By the 19th century, the bride's maternal and paternal relatives split the bridewealth equally, with the groom's father providing most of the payment. Cory claims that the total amount varies widely. After the initial payments, the couple's family members meet at the bride's house to determine the final amount (ngwe, mwere, or kitangura), which can be paid in cash, chickens, goats, or cloth. A portion of the payment is typically given to the bride's father (barua or swamu la ndevu) and maternal uncle (gubiko). Kimmenade also reports payments to the bride’s mother (kondavi or mkaju), her maternal grandfather (gweka), and her elder brother (gumbo). The agreed-upon bridewealth may be diminished if the couple will live in an uxorilocal arrangement, and consummation is thought to be necessary for the marriage to be finalised before the full payment is made.

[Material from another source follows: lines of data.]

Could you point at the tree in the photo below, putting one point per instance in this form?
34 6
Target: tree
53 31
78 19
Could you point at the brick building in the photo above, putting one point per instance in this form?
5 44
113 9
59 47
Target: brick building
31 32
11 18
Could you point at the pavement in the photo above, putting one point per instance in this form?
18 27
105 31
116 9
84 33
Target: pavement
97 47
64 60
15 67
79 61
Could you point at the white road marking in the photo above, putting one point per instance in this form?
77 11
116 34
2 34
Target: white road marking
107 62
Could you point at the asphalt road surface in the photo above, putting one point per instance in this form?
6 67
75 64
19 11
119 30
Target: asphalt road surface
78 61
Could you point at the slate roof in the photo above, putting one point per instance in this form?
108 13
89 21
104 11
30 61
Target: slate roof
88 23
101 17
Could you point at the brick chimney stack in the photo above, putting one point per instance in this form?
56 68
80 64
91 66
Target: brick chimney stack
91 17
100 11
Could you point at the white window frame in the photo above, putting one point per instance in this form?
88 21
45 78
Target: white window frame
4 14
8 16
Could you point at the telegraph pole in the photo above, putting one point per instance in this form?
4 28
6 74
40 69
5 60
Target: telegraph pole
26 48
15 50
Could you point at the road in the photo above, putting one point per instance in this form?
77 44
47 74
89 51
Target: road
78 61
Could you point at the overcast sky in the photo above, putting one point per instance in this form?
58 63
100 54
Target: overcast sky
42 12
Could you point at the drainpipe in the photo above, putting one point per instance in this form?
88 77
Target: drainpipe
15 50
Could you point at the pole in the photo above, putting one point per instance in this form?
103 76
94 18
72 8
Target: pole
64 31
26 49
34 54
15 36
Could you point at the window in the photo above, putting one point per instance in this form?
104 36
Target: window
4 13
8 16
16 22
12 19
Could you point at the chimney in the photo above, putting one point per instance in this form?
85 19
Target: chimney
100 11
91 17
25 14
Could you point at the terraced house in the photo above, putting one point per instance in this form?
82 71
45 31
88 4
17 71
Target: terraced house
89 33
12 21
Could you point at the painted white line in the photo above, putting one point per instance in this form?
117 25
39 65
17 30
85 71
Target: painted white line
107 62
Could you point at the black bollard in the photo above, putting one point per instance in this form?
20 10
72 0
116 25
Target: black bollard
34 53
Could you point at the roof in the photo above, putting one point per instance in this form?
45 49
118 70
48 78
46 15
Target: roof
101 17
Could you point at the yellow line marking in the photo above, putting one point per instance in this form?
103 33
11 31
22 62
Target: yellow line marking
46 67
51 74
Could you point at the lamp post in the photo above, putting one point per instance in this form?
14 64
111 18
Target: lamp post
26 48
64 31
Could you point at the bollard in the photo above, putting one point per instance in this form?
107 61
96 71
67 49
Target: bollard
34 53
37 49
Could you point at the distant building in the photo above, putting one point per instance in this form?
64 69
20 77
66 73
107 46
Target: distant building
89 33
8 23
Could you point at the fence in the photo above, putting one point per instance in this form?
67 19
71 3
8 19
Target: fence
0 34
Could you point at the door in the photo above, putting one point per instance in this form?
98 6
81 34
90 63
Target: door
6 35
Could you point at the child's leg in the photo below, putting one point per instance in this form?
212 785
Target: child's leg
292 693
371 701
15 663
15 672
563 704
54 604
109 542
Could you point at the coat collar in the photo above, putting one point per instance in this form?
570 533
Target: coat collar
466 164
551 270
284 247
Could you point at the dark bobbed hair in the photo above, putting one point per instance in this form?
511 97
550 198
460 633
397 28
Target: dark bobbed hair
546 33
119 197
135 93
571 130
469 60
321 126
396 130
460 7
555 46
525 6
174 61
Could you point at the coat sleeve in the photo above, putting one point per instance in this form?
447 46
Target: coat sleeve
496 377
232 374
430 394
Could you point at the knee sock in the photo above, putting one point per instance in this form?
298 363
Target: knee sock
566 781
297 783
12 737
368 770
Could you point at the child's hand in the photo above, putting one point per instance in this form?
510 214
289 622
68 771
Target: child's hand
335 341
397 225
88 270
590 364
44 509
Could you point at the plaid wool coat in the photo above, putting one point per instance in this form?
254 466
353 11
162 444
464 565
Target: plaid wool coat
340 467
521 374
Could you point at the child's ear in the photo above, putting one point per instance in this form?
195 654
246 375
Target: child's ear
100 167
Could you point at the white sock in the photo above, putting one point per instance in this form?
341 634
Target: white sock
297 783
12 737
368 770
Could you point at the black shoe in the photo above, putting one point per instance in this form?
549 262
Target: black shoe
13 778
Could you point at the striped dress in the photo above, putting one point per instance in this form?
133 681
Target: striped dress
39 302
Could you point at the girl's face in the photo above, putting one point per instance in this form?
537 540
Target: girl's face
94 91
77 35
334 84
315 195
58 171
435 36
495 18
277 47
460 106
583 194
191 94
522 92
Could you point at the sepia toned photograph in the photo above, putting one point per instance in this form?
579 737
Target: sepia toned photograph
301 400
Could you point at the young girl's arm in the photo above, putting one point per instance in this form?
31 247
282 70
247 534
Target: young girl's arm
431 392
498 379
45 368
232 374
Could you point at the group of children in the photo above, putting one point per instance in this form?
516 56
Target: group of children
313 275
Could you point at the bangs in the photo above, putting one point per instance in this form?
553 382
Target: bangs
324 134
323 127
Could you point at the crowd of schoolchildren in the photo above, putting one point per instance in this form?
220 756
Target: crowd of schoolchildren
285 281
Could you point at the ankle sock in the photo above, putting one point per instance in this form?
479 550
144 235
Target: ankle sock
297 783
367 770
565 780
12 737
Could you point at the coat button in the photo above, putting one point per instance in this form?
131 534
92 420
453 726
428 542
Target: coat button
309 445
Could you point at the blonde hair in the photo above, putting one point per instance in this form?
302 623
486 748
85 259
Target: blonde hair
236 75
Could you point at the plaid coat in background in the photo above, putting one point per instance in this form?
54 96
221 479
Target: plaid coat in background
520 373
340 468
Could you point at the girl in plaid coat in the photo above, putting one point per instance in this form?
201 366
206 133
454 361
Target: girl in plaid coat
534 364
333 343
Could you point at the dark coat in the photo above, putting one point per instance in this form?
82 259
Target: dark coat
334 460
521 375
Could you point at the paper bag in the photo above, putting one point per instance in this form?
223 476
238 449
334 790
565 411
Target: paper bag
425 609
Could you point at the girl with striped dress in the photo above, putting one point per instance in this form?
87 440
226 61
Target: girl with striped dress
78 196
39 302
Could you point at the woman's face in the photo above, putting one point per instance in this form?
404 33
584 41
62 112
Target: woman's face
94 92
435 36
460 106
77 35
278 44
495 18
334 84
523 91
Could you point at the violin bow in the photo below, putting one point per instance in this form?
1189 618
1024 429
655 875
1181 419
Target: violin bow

Since it is thought to strengthen land rights, facilitate kin rituals, and avoid disputes, cross-cousin marriage is frequently preferred. These unions, which are regarded as irreversible, are occasionally consummated by blood exchange. Marriages between specific kinship groups are also common, such as a sister's son's daughter and a father's sister's daughter. If the bride chooses not to consummate the marriage, the bridewealth is returned to her. Despite being polygynous, the Luguru have a comparatively low rate of polygamous marriages.

==Burial rites==
Clan joking partners (watani) conduct the Luguru's funeral and mortuary rites. They are in charge of several ceremonial duties, including cleaning the hut, cleaning and wrapping the body in burial cloth (sanda), and declaring the cause of death. After mourning, they rekindle home fires, perform sacrifices at the grave, and shave mourners. According to some sources, the deceased's head should be facing uphill, with men on their right side and women on their left. However, other sources, such as McVicar and Kimmenade, disagree about whether the body should be flexed. Stones are used to mark graves, which are occasionally found in sacred groves or lineage areas.

For seven days, mourners put out the fires in their huts and refrain from working or cooking. After seven days, fires are relighted, daily tasks are resumed, and a small feast known as pombe ya tanga signifies the end of mourning on the eighth day. The mortuary rites are completed a week later when the clan's joking partners perform libations at the graves during pombe ya kihanza. In order to ascertain the circumstances and causes of the death, family members may later seek the advice of diviners.